LAB 2.3 - Pairwise classification

LAB 2.3 - Pairwise classification#

The labs require a tensorflow version lower than the default one used in Google Colab. Run the following cell to downgrade TensorFlow accordingly.

!wget -nc --no-cache -O init.py -q https://raw.githubusercontent.com/rramosp/2021.deeplearning/main/content/init.py
import init; init.init(force_download=False); init.get_weblink()
from local.lib.rlxmoocapi import submit, session
import inspect
session.LoginSequence(endpoint=init.endpoint, course_id=init.course_id, session_id='udea.pre.20252', lab_id="L02.03", varname="student");

LAB SUMMARY#

In this lab we will use define a slightly different machine learning task.
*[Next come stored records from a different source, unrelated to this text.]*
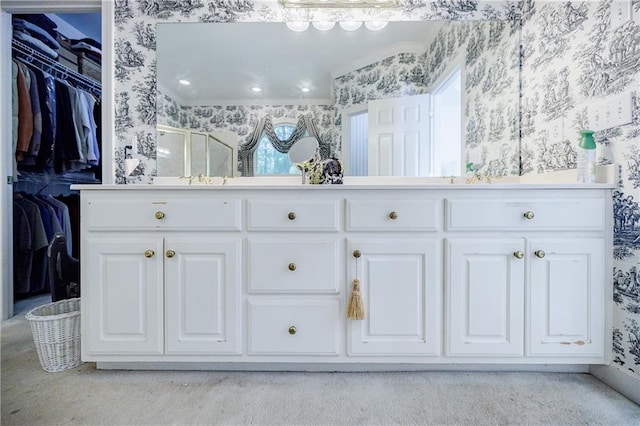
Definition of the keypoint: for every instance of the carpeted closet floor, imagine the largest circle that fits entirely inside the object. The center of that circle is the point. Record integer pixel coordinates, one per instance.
(84, 395)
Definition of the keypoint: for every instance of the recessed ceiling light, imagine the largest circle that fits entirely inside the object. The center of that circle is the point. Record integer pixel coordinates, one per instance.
(375, 25)
(323, 25)
(298, 26)
(350, 25)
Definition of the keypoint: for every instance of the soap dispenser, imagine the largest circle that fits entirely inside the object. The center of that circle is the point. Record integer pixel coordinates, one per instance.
(586, 157)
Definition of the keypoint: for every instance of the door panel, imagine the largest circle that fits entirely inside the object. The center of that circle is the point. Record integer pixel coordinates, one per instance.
(566, 297)
(399, 136)
(203, 295)
(125, 299)
(400, 284)
(485, 297)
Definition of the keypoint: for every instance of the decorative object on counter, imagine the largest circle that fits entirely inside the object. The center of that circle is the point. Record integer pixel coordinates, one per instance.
(328, 172)
(586, 157)
(355, 308)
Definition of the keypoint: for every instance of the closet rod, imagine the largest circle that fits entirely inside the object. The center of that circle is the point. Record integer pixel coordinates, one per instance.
(30, 55)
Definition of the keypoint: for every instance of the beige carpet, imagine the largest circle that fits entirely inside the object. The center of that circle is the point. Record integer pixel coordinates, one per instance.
(84, 395)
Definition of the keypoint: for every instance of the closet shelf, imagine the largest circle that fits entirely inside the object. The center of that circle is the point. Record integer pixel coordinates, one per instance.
(27, 54)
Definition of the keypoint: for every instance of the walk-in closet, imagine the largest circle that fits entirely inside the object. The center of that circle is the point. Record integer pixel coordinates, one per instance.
(56, 137)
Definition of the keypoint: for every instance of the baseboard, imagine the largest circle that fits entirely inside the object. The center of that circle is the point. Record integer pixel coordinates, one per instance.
(330, 367)
(619, 379)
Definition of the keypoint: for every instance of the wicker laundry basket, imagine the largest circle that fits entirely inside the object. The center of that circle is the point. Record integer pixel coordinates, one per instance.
(56, 333)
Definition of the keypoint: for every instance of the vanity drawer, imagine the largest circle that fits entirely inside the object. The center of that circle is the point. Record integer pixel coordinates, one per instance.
(294, 327)
(293, 215)
(166, 213)
(541, 214)
(393, 215)
(297, 265)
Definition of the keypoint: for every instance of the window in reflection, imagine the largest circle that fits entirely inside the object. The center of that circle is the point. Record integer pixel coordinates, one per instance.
(268, 160)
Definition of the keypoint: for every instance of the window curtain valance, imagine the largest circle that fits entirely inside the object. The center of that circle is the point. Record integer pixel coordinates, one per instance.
(304, 126)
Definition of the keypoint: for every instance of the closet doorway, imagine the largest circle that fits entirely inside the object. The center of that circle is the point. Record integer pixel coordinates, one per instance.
(8, 10)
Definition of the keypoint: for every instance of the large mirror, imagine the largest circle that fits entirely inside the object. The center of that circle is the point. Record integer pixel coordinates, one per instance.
(418, 98)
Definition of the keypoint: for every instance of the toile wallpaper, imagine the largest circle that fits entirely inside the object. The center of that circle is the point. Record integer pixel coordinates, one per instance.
(490, 51)
(241, 119)
(572, 56)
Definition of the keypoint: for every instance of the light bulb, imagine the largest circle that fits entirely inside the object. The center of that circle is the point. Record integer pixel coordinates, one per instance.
(323, 25)
(375, 25)
(350, 25)
(298, 26)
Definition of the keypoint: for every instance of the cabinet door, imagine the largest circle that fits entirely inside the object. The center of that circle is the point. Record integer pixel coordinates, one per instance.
(567, 297)
(401, 288)
(124, 296)
(485, 297)
(202, 287)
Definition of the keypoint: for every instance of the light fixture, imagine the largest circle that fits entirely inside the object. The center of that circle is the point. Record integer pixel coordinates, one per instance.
(338, 4)
(375, 25)
(350, 25)
(323, 25)
(298, 26)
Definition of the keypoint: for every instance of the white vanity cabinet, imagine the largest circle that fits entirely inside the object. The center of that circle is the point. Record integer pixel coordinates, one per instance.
(253, 276)
(540, 291)
(163, 278)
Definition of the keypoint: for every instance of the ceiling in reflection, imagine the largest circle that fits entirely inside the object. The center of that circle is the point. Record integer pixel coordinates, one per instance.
(222, 62)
Given two MNIST images as input we want a network with a binary output: 1 if both images belong to the same MNIST class, and 0 otherwise.

import pandas as pd
import numpy as np
import matplotlib.pyplot as plt
from sklearn.model_selection import train_test_split
import tensorflow as tf
%matplotlib inline
mnist = pd.read_csv("local/data/mnist1.5k.csv.gz", compression="gzip", header=None).values
X=(mnist[:,1:785]/255.).astype(np.float32)
y=(mnist[:,0]).astype(int)
print("dimension de las imagenes y las clases", X.shape, y.shape)
dimension de las imagenes y las clases (1500, 784) (1500,)
Xtr, Xts, ytr, yts = train_test_split(X,y, test_size=0.3)
Xtr.shape, ytr.shape, Xts.shape, yts.shape
((1050, 784), (1050,), (450, 784), (450,))

FIRST, observe how we build a labelled dataset for this task, so that each training example has:

  • two images selected randomly from the original dataset

  • label 0 if they belong to the same class, or 1 otherwise

This way, the resulting data structures

  • pXtr and pXts contain the paired images, for train and for test

  • pytr and pyts contain the labels of the corresponding paired images, for train and for test

  • eytr and eyts contain the 0/1 new labels, one for each pair.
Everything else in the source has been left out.